Um péssimo texto mas sem maiores problemas ortográficos
costuma receber melhor avaliação social e educacional do que um bom
texto com problemas ortográficos. A imaturidade ortográfica decorre, em
geral, de uma alfabetização mal feita, mas principalmente de uma
carência nas práticas letradoras. Ela não se revela, obviamente, em
pequenos lapsos (a que todos nós estamos sujeitos pelas próprias
características do nosso sistema ortográfico), mas pela presença de muitas
e recorrentes inadequações.
Por fim, o plano gráfico inclui o uso dos sinais de pontuação.
Trata-se de marcas gráficas, mas cujo uso está condicionado pelo plano
gramatical e textual.
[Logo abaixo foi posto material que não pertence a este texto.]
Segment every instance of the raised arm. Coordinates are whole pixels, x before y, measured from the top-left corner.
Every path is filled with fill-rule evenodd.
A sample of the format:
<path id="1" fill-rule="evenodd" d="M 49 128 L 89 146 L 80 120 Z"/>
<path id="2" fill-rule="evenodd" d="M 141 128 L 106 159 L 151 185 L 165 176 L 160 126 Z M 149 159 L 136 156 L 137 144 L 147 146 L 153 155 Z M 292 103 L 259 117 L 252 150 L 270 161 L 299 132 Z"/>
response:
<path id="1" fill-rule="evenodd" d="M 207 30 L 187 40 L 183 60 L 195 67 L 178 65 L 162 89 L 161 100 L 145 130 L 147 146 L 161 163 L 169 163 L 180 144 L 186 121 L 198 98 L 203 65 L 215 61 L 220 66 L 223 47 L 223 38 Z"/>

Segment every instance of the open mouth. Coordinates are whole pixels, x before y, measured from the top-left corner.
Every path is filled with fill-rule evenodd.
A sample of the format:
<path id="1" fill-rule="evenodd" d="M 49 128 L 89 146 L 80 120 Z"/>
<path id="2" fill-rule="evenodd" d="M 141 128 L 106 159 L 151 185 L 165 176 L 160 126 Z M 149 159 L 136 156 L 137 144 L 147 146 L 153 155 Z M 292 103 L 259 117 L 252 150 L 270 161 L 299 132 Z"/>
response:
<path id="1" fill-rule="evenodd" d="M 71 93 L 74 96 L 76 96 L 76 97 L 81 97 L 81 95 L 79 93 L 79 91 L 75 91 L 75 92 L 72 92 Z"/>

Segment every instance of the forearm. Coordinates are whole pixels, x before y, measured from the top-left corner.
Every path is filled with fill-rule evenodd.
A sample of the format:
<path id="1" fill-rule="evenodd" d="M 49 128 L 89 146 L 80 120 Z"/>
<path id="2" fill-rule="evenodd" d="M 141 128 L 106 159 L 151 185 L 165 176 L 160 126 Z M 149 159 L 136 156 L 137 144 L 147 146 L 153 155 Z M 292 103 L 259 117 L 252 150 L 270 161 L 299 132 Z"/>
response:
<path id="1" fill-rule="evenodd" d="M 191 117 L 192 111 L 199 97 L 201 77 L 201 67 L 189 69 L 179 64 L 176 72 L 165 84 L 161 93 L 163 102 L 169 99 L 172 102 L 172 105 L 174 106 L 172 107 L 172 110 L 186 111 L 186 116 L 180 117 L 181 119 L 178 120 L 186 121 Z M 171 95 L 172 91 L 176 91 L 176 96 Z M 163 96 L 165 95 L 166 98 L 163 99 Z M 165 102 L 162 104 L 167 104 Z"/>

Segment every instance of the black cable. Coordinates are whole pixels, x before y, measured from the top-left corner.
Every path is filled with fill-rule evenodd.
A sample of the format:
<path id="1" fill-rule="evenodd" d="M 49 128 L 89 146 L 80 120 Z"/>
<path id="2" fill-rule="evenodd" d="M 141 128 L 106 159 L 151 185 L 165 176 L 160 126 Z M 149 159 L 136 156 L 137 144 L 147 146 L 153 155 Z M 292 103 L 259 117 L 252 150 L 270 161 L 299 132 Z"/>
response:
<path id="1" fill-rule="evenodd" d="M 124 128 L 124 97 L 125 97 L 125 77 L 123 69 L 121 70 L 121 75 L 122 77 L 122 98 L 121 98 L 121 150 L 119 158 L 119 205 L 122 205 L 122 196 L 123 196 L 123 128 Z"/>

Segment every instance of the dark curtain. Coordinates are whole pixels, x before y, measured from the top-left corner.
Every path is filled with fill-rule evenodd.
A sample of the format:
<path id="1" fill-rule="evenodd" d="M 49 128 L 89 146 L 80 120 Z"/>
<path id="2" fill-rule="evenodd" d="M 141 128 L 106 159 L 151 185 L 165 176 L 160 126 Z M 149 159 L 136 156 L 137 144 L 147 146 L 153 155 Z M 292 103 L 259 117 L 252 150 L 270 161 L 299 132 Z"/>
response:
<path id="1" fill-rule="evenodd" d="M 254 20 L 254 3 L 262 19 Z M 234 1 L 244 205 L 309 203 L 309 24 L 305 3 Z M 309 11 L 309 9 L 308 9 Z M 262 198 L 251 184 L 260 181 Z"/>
No caso da pontuação, estamos numa interface entre
o gráfico e o estrutural.
Há regras de uso, mas, em geral, elas não são categóricas e
dependem de decisões pontuais, tendo como condicionantes, de um lado
a estrutura sintática e textual e, de outro, as preferências estilísticas.
E incluo aqui a questão das preferências estilísticas como
ingrediente da produção escrita porque não podemos nunca esquecer que
as práticas de escrita têm restrições dadas pelas tradições discursivas, mas
se realizam também num amplo espaço de liberdade expressiva do qual o
redator maduro sabe tirar proveito para individualizar sua expressão e,
desse modo, atrair e seduzir seus leitores.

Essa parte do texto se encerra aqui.